Hi, request for help here.

What I’d like to do is have DEVONthink scan a database of (many, highly varied, unstructured) PDFs and extract any dates or possible dates it finds in them, and then save them as metadata which would then allow a user to search for, say, all documents (and if possible the relevant passage of the matching document) referring to a specific date or month, or year.

So one document, say, might include a date when it was created, a date when it was declassified, and may in the body include numerous strings that might be dates – a day of the week, a month, a year, a decade etc – which DEVONthink could identify and store as separate pieces of custom metadata.

If one were to search that metadata later, the user could ask for all documents that include reference to a specific date or range of dates, and see the matching documents with the relevant sections highlighted or otherwise identified.

Hopefully the code would be able to make some assumptions – it mentions a date – the 23rd not contiguous but near a month, June, say – which is itself not far from a year, 1987, say, and so the assumption could be made that the 23rd is June 23 1987.

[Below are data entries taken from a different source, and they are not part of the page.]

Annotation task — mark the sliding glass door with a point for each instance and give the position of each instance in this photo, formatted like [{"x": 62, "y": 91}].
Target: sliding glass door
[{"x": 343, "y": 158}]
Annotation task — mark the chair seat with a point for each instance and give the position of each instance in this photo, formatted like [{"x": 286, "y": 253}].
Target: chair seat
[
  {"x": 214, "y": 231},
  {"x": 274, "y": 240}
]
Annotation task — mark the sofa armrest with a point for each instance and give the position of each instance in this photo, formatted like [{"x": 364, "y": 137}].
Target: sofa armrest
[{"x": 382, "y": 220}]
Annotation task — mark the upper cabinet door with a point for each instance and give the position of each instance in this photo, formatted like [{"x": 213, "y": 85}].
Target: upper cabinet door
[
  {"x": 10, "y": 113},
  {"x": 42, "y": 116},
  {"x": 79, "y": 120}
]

I’ve seen a few other threads not far from this idea, but not seen any that refer to extracting multiple dates, and kinds of dates, per document. And I have no Regex knowledge or experience to speak of, so perhaps my request is far too ambitious. But I’d welcome any advice.

There is no such functionality built into DEVONthink and your request for it to parse out unformatted relative dates is beyond the abilities of any consumer/prosumer grade applications I am aware of.

1 Like

Well, classifying the dates might be a stretch, but you can use an “AI” tool like PDF Pals to help discover the dates a document might contain.

@GordonMeyer, thanks, much appreciated. I’ll give that a try. I have played around with most of the GAI offerings to see if they might be able to help, but your idea is a nice simple step which might throw up more ideas about trying to make this work.

The script property all document dates might be useful for this task.